The Relativistic Heavy Ion Collider (RHIC) at Brookhaven National Laboratory has shattered its own record for producing polarized-proton collisions at 200 GeV collision energy. In the experimental run currently underway, accelerator physicists are delivering 1.2 × 1012 collisions per week – more than double the number routinely achieved in 2012, the last run dedicated to polarized-proton experiments at this collision energy.

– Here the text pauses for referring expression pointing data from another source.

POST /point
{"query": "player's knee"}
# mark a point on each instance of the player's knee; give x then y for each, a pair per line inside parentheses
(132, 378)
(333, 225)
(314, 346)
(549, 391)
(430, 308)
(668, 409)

The achievement is, in part, the result of a method called “electron lensing”, which uses negatively charged electrons to compensate for the tendency of the positively charged protons in one circulating beam to repel the like-charged protons in the other beam when the two oppositely directed beams pass through one another in the collider. In 2012, these beam–beam interactions limited the ability to produce high collision rates, so the RHIC team commissioned electron lenses and a new lattice to mitigate the beam–beam effect. RHIC is now the first collider to use electron lenses for head-on beam–beam compensation. The team also upgraded the source that produces the polarized protons to generate and feed more particles into the circulating beams, and made other improvements in the accelerator chain to achieve higher luminosity.

With new luminosity records for collisions of gold beams, plus the first-ever head-on collisions of gold with helium-3, 2014 proved to be an exceptional year for RHIC. Now, the collider is on track towards another year of record performance, and research teams are looking forward to a wealth of new insights from the data to come.